RB Leipzig have barely put a foot wrong since they were founded in 2009.
Four promotions in that time have seen the Red Bull-backed side achieve their ambition of reaching the Bundesliga, finishing second in their debut season in the top flight in 2016-17.
On Thursday, the club announced the highly rated Hoffenheim head coach would take charge at the Red Bull Arena from 2019-20, taking on the task of delivering the German title to Saxony.
Here, we take a look back at the history of a club that has been in existence for less than a decade but are ruffling feathers at the top of German football.
After exploring opportunities to establish or purchase a club in various German cities, Red Bull eventually settled on Leipzig and acquired the playing rights of fifth-tier club SSV Markrandstadt. The ambition was clear from the outset, aiming to reach the Bundesliga within eight seasons and eventually become German champions – a feat that would make them the first team from Leipzig to do so since VfB Leipzig won the first league title in 1903. Their ties to the energy drink brand have led to numerous hurdles on their climb through the divisions, but the big-money backing has led to an almost unstoppable charge to the top.
2009-14: THE CLIMB
Leipzig finished as champions at the end of their first season in German football but adopted a ruthless approach to head coach hirings and firings as the club became the main focus of the Red Bull football empire. A move to the Red Bull Arena followed for their first season in the Regionalliga and they pulled off a DFB-Pokal upset against Wolfsburg whilst still playing in the fourth tier. Progress accelerated following the appointment of Ralf Rangnick as sporting director ahead of the 2012-13 season, sealing back-to-back promotions as the club’s reputation and fan base grew – 42,713 people watched the match in which they clinched their place in the second tier.
2014-16: FLEXING THEIR FINANCIAL MUSCLE
Leipzig had already caught the eye with their capture of promising talents such as future internationals Joshua Kimmich and Yussuf Poulsen during their season in the third tier, but their arrival in the 2. Bundesliga saw investment ramped up significantly.
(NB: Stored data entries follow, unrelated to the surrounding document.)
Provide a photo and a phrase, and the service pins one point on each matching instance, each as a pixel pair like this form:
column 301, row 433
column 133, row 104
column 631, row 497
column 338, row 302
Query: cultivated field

A reported €12million spend in the 2014 close-season placed them eighth among teams in the top two tiers in terms of transfer outlay, and they continued to splash the cash in their second season, with Davie Selke, Atinc Nukan and Marcel Halstenberg costing an estimated combined total of €16m – part of a total spend of €18.6m. After failing to land targets Thomas Tuchel and Sascha Lewandowski as coach for the 2015-16 campaign, Rangnick stepped in to guide the club to promotion to the Bundesliga a year earlier than planned.
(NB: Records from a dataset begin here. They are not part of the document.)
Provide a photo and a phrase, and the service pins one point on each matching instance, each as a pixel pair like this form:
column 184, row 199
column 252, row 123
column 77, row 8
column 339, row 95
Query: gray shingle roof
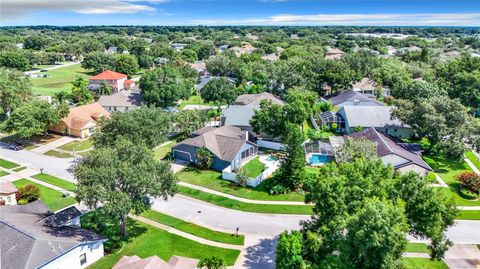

OFFICIAL: Julian #Nagelsmann will become RB Leipzig head coach from the 2019/20 season.
— RB Leipzig English (@RBLeipzig_EN) June 21, 2018
2016-17: TAKING ON THE BIG BOYS
Rangnick stepped back from his head coach role for the beginning of the club’s Bundesliga adventure, with former Ingolstadt boss Ralph Hasenhuttl chosen to take the reins. And he got off to a flying start, remaining unbeaten for the first 13 matches, including a 1-0 victory over Borussia Dortmund in their opening home fixture of the campaign. Remarkably, the Bundesliga new boys were no flash in the pan, and they emerged as Bayern Munich’s closest challengers for the title, ultimately finishing 15 points adrift of the Bavarian giants but reaching another major milestone in their history by qualifying for the Champions League.
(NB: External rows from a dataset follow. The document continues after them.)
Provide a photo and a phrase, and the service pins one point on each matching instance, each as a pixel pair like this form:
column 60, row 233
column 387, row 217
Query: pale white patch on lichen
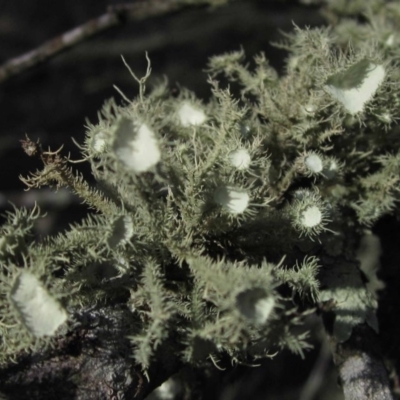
column 40, row 312
column 136, row 146
column 240, row 159
column 234, row 200
column 99, row 142
column 311, row 216
column 357, row 85
column 189, row 115
column 314, row 163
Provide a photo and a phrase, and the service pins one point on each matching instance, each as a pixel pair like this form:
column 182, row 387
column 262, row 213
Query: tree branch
column 115, row 15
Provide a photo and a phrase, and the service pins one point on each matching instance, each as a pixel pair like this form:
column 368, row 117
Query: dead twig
column 115, row 15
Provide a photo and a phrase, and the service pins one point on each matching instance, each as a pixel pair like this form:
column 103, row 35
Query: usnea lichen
column 204, row 200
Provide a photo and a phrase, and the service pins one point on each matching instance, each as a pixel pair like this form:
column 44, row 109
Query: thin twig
column 115, row 15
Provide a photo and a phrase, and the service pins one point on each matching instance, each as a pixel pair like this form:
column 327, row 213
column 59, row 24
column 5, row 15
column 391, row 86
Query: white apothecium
column 240, row 159
column 189, row 115
column 39, row 311
column 136, row 146
column 233, row 199
column 357, row 85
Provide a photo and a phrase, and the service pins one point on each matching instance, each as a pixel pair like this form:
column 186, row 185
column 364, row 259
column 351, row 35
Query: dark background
column 51, row 102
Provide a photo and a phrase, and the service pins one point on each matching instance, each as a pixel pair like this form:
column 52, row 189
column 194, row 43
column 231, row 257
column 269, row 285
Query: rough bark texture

2017-18: STANDING THEIR GROUND
With success came added attention for the club’s star names and midfielder Naby Keita became a prime transfer target for Premier League side Liverpool. The Reds eventually clinched a deal by agreeing to meet his release clause of £48million, plus a reported additional premium. Liverpool attempted to bring the move forward to January after losing Philippe Coutinho to Barcelona, but Leipzig are said to have demanded something in return, with an additional £18m or Trent Alexander-Arnold among the sweeteners mooted. Their determination to cling on to Keita until the end of the season showed Leipzig have the resolve to stand up to Europe’s biggest clubs, but it did not help them achieve a repeat of their debut campaign, finishing sixth.
2018: LANDING THEIR MAN
Following the departure of Hasenhuttl at the end of the season, the next stage in the club’s rapid development will be overseen by Nagelsmann – a man who had previously been linked with Bayern Munich, Real Madrid and Arsenal. The 30-year-old has guided Hoffenheim to successive top-four finishes in the Bundesliga and will now – after serving one final season with his current club – be entrusted with delivering the next stage of the RB Leipzig project. After coming so far in less than a decade, who knows what the coming years could hold?